As of May 7, 2017, 55 pts in the DLBCL cohort were evaluable for safety and 54 pts for efficacy. Four MCL pts were also evaluated for safety. Blood samples were collected at various time points per study protocol and evaluated for PK, PD, and cytokine levels. In the 59 pts evaluable for safety, CRS developed in 32% (30% Gr 1-2, 0% Gr 3, 2% Gr 4); NT was observed in 20% (5% Gr 1-2, 10% Gr 3, 5% Gr 4). Dose level did not correlate with CRS or NT (p=0.565 and p=1.00, respectively). Pt factors that correlate with any grade CRS and NT were poorer performance status [e.g. ECOG PS2] (p=0.03) and higher disease burden (p <0.05) as measured by the sum of the products of diameters [SPD] on imaging. Pre-CAR T cell clinical labs and cytokines associated with the occurrence of any grade NT were higher serum LDH, ferritin, and CRP, and higher plasma IL-6, IL-8, IL-10, TNF-α, IFN-α2, MCP-1, and MIP-1β (p <0.05 for each). Higher pre-CAR T infusion plasma IL-8, IL-10, and CXCL10 were also associated with Gr 3-4 NT (p <0.05 for each).

Of the 54 pts in the DLBCL cohort evaluable for efficacy, 76% achieved best overall response of CR/PR; 51% remained in CR/PR at month 3. Higher ECOG scores and DLBCL transformed from CLL or MZL correlated with lower durable response at month 3 (p=0.02 for both). Pre-CAR T cell analytes associated with best ORR included lower values of ferritin, LDH, CXCL10, G-CSF, and IL-10, and those associated with durable response at 3 months were lower ferritin, CRP, LDH, CXCL10, IL-8, IL-10, IL-15, MCP-1, MIP-1β, TNF-α, and higher pre-CAR T cell hemoglobin and albumin (p <0.05 for each).

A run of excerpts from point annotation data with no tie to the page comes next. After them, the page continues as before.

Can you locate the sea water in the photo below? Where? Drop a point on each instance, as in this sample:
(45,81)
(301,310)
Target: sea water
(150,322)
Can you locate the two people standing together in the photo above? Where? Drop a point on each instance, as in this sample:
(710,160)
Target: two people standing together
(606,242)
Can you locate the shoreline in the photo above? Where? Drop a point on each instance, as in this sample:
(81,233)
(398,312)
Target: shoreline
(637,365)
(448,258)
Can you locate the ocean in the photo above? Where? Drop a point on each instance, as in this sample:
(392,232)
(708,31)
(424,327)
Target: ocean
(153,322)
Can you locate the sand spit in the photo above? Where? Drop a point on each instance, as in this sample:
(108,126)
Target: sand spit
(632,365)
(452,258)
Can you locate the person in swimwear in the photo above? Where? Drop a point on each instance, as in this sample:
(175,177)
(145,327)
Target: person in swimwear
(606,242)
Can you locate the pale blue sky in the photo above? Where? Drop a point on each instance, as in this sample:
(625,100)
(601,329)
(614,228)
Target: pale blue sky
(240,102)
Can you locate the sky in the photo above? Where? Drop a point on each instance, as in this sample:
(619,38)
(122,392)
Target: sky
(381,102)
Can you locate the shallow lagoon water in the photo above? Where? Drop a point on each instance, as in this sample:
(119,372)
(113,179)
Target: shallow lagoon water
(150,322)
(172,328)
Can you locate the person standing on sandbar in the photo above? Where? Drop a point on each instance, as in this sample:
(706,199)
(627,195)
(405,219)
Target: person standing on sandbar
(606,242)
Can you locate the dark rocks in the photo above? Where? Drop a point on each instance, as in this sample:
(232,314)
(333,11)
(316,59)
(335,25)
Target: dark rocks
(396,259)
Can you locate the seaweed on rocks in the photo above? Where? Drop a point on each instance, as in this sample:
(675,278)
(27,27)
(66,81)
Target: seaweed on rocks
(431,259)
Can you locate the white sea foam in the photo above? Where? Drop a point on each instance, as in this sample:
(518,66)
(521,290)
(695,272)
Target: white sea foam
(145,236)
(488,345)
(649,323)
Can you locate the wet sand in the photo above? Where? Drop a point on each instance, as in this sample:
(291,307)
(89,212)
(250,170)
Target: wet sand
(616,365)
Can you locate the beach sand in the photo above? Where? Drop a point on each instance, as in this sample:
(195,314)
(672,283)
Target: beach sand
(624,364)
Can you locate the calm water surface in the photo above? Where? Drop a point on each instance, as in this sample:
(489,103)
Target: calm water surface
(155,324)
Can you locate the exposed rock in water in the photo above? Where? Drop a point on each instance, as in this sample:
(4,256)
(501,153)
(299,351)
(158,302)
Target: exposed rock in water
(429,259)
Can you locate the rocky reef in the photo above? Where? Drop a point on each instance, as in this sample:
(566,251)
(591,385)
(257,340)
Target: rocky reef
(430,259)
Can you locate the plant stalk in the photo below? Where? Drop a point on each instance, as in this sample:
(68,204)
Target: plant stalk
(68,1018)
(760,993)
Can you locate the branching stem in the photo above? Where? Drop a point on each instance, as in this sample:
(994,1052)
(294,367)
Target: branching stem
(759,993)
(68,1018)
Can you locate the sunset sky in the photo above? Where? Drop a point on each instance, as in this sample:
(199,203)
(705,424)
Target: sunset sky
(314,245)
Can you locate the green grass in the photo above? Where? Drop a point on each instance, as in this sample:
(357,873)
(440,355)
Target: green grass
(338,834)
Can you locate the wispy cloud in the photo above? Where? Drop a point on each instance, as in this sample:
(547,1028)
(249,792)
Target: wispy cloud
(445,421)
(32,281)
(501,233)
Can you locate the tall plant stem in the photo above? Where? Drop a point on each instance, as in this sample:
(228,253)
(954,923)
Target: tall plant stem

Characterization of apheresis and drug product composition is underway; correlations with clinical attributes will be presented. Preliminary analyses suggest T cell memory subsets and T cell functionality may correlate with clinical outcomes.

Conclusion

Preliminary analysis has identified baseline patient characteristics, including inflammatory state and high tumor burden prior to treatment, as a means to identify patients at risk for increased toxicity following administration of JCAR017. Low tumor burden and low inflammatory state appear associated with improved toxicity profile and better durability of response. These preliminary data suggest that treating pts earlier in their course of therapy, or using a panel of clinical and laboratory biomarkers to risk stratify patients for potential early intervention, is feasible and may mitigate risk of toxicity and potentially improve durability of response.